I suppose the general reason that I usually don’t look at images right away can be summed up in a single word: cowardice. I simply don’t want to be disappointed by what I find, and with the reality of the scenes still fresh in my mind, photos are too often disappointing. But if I wait a while – weeks, sometimes even months – then when I look at my images, it’s almost as if I’m looking at someone else’s pictures. I tend to look with a much fresher eye, have a better appreciation of the images, and often find I’m more enthusiastic than when I look at images immediately after shooting.
Over the weekend, I had to prowl through some old shoots to find images that could be used for an upcoming tutorial project. I did a lot of traveling last year, and decided to begin my image foraging by searching through the images from some of those journeys.
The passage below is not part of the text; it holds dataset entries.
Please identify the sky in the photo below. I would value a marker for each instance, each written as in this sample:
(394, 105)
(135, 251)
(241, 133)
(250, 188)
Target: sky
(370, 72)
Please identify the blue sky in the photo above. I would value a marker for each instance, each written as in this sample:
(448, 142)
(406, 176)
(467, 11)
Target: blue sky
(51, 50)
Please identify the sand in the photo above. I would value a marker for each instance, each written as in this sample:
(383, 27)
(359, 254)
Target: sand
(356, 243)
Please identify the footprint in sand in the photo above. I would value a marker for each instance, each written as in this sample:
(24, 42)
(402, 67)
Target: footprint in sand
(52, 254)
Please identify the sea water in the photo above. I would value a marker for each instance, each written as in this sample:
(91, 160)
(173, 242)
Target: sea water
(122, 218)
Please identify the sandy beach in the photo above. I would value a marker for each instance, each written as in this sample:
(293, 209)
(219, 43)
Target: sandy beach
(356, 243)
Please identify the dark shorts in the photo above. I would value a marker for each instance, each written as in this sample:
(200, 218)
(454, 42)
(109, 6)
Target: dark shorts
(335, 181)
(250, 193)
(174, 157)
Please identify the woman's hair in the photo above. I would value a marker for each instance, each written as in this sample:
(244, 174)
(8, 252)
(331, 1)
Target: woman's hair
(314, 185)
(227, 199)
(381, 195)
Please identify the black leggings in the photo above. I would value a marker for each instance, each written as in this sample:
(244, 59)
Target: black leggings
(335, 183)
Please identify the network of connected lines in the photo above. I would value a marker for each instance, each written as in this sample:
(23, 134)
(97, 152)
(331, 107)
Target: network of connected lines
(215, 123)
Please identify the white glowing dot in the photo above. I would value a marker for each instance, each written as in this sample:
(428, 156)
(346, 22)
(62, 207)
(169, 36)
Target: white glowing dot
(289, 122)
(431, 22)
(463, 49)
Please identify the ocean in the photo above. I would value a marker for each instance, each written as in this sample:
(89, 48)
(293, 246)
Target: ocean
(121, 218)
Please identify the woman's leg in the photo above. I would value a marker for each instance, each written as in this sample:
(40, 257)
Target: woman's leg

I had already been through these folders and worked up some of the images. But on this perusal, I spotted some unprocessed images that I hadn’t given serious thought to before, and I managed to work them into final images that I liked.
Somewhere in Missouri.
What I found particularly interesting about this project was that it was a lot like shooting. As I looked through the thumbnails in Bridge, my eye would be caught by a play of the light in one image, or an almost-complete compositional idea in another. In other words, I was engaged in the same visual process that you go through when shooting, the difference being that those same things had caught my eye before, and so I already had them captured.
While I remembered all of the locations, I didn’t necessarily remember shooting these particular shots, so it was interesting to discover that whatever the initial impulses were when I shot, they were still strong enough ideas that I could see them when returning to the images. So, I worked up the files into finished pictures.
These aren’t my most favorite images – after all, they didn’t make the first cut, when I originally worked through the projects – but finding them was a fun process.
So, if you find yourself unable to get out shooting, or if weather foils your plans, or if you find yourself felled by a winter cold, try taking a safari through your existing archive. You might find material you didn’t know you had.